Well, Prime Minister, you are as effective as a rudderless boat. Since the Prime Minister's election by proxy, we have had 4,164 people on 73 leaky boats arrive on our shore. According to the Labor Party, that is effective. My definition of effective is vastly different; in fact it runs parallel to John Howard's effective boat policy, the very same policy that was deemed ineffective by the Prime Minister. So effective was the Liberal Party's policy that when we were last in government we had four—yes, four—people in detention across Australia. Currently there are 6,500 people in Labor detention centre across Australia, including 1,000 children, who arrived by boat in Labor's detention centres. The average time spent in detention is now just under 180 days compared with the 60. Costs have spiralled from $100 million to $1 billion a year, yet the government saw fit to introduce a flood levy for Queensland on the law-abiding citizens of Australia because there was not enough cash in the bank to look after our own. The rolling crisis of this government asylum seeker policy has seen violence, chaos and the torching of our buildings, scenes that Australia should not tolerate. This sort of noxious behaviour may be commonplace in the homelands of those economic opportunists but it is certainly not acceptable behaviour in ours.

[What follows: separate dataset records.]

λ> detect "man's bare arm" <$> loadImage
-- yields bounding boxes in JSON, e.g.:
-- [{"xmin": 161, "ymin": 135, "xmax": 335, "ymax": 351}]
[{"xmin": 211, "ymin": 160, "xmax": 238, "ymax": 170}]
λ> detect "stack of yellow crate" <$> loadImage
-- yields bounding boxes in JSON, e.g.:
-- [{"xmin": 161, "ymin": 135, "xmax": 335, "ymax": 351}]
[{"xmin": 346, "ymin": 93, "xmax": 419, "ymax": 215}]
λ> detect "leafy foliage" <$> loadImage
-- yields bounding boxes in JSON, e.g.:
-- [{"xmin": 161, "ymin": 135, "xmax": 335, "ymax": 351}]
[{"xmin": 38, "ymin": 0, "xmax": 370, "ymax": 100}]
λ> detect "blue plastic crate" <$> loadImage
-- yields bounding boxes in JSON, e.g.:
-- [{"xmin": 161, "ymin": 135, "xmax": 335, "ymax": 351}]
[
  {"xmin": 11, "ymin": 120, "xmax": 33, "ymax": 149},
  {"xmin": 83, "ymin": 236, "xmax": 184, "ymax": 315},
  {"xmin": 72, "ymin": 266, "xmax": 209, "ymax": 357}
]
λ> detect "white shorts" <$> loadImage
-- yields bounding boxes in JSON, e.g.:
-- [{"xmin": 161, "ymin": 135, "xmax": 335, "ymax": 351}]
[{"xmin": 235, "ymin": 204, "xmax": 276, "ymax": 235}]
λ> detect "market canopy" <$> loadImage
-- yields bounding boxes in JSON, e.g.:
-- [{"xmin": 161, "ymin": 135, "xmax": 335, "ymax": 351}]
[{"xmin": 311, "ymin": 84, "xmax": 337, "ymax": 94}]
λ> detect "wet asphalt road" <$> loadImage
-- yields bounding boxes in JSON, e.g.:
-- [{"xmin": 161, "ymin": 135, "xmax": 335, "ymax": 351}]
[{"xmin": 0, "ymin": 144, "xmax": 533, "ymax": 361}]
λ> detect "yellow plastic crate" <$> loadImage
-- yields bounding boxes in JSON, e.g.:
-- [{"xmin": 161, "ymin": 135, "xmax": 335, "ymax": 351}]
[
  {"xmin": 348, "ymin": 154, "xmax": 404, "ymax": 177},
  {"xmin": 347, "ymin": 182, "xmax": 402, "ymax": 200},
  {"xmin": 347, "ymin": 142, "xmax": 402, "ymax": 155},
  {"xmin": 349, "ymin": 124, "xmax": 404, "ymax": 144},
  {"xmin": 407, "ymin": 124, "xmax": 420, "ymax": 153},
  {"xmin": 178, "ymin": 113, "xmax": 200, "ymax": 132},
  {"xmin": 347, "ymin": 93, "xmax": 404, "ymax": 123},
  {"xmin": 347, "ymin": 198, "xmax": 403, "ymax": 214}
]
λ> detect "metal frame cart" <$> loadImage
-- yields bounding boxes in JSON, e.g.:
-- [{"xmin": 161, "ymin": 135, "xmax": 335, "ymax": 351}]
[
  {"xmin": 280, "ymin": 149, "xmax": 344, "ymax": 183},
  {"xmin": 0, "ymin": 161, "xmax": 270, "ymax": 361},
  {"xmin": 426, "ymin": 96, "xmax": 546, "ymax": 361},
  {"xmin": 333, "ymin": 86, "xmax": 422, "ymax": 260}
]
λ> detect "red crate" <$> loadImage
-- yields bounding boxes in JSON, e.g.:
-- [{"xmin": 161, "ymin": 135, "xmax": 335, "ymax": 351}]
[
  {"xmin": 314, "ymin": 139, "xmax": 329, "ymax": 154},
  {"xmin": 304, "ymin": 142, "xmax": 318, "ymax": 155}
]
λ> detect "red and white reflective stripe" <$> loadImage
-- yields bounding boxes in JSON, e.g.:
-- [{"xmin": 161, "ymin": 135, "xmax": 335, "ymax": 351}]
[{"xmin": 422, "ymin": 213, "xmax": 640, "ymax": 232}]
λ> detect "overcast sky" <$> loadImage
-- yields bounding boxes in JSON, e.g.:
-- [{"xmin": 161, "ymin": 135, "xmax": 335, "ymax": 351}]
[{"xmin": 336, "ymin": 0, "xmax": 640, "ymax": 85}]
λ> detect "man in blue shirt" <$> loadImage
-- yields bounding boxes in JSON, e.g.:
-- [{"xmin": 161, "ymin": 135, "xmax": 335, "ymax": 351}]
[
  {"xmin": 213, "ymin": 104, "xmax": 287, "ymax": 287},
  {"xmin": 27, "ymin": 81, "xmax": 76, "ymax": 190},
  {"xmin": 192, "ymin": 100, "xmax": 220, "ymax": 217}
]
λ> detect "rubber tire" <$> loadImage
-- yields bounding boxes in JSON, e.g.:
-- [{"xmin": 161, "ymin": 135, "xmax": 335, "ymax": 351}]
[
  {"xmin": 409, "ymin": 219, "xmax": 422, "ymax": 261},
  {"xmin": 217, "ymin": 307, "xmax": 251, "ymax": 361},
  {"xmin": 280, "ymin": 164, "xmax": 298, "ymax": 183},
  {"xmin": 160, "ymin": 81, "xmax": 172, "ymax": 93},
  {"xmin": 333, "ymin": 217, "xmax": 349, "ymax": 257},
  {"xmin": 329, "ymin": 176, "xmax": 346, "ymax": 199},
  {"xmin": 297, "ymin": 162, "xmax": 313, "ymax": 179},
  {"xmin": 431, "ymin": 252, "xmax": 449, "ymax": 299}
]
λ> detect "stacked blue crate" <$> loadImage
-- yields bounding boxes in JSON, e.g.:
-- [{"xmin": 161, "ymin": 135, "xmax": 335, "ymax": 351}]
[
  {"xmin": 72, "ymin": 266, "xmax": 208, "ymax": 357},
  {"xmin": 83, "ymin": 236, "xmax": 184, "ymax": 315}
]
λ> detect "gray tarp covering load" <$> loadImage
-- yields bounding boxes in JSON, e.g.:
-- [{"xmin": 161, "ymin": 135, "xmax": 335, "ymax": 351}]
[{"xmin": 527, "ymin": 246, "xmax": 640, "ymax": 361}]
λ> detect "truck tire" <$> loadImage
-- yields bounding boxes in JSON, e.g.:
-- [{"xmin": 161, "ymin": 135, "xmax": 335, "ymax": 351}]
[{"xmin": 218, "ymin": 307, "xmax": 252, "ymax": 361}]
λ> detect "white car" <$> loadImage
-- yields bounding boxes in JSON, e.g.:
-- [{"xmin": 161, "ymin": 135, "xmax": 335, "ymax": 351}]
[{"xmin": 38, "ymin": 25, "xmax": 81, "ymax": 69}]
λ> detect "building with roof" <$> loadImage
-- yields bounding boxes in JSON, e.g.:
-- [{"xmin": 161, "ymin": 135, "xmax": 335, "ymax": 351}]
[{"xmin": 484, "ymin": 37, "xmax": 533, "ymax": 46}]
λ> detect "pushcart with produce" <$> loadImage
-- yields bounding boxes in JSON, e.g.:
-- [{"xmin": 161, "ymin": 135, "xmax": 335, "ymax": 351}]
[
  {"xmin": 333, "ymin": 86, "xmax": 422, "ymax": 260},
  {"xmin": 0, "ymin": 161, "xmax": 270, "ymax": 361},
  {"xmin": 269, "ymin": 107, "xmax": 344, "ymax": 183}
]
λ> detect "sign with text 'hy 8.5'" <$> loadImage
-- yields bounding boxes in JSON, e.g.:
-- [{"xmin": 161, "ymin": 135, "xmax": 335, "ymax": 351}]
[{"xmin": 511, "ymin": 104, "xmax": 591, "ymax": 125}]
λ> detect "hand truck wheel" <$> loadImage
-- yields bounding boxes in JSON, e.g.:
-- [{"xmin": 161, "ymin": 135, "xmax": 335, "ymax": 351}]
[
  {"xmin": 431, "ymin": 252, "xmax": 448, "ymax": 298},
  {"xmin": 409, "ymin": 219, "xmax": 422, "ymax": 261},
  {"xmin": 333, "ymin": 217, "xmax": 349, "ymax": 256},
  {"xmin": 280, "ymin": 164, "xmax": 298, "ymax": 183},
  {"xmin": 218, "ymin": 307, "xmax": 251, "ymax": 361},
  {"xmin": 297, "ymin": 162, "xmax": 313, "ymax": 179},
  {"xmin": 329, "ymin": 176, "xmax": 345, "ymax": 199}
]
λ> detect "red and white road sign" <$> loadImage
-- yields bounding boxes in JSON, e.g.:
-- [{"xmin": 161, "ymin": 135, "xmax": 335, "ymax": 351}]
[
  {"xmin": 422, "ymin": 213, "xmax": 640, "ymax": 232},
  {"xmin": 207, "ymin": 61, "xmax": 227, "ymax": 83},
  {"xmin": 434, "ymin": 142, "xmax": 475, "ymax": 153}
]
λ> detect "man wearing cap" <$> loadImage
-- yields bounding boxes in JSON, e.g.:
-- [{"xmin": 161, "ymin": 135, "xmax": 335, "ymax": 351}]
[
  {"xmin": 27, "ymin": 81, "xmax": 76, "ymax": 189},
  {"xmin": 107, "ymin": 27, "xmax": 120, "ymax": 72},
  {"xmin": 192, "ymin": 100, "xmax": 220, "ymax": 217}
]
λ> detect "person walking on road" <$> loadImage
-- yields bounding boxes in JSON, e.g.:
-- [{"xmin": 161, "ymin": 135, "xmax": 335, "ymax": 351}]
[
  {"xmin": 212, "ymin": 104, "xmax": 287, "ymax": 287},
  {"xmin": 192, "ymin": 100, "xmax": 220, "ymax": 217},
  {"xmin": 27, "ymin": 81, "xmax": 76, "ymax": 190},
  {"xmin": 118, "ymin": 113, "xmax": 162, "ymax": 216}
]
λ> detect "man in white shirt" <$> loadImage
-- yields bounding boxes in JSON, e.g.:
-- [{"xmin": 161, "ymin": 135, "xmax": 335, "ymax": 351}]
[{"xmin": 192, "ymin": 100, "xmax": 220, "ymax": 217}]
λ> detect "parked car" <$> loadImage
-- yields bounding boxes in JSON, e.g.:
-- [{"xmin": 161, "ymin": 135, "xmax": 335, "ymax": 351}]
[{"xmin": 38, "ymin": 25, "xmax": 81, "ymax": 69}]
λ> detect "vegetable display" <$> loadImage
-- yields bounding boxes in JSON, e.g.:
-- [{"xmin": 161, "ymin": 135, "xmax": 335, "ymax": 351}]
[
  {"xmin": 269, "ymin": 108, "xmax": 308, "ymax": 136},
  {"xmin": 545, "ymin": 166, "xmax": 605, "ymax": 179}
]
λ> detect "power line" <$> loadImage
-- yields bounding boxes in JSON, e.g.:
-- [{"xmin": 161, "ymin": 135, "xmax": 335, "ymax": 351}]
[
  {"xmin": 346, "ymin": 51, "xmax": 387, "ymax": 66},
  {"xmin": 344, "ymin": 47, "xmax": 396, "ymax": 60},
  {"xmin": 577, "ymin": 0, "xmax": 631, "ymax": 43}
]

With an average of more than three critical incidents being reported every day in the Labor detention network, ranging from self-harm to riots, fires and deaths, this government needs to start taking the word 'effective' seriously. I am, along with the majority of the residents of this country, hardworking, taxpaying and grateful for the opportunities we have in Australia. We are a tolerant mob, yet my tolerance, and it would seem from the emails I regularly receive the tolerance of mainstream Australia, has come to an end in relation to the economic opportunists taking advantage of a weak government treating these people with kid gloves.

The never-ending asylum seeker debacle has now entered a new phase with the five for one people swap with Malaysia, an appalling deal with an exorbitant cost to Australian taxpayers. Who knows how this will play out considering Malaysia is not a signatory to the UN Convention. Dare I say a leopard never changes its spots, and I think we all know how this chapter in the book of Labor's faux pas will end. We have seen the SIEV36 set alight, killing five people. And, wait for it, all of the perpetrators were granted permanent visas. When the SIEV221 crashed against Christmas Island rocks, 50 people lost their lives. How many more have lost their lives on the journey to the promised land is not known, although we do know that a boat set out in November with 91 persons on board never to be heard of again. How many will lose their lives trying to get back to Australia after they have been exported to Malaysia? How soon will Labor be lamenting the Malaysian people swap?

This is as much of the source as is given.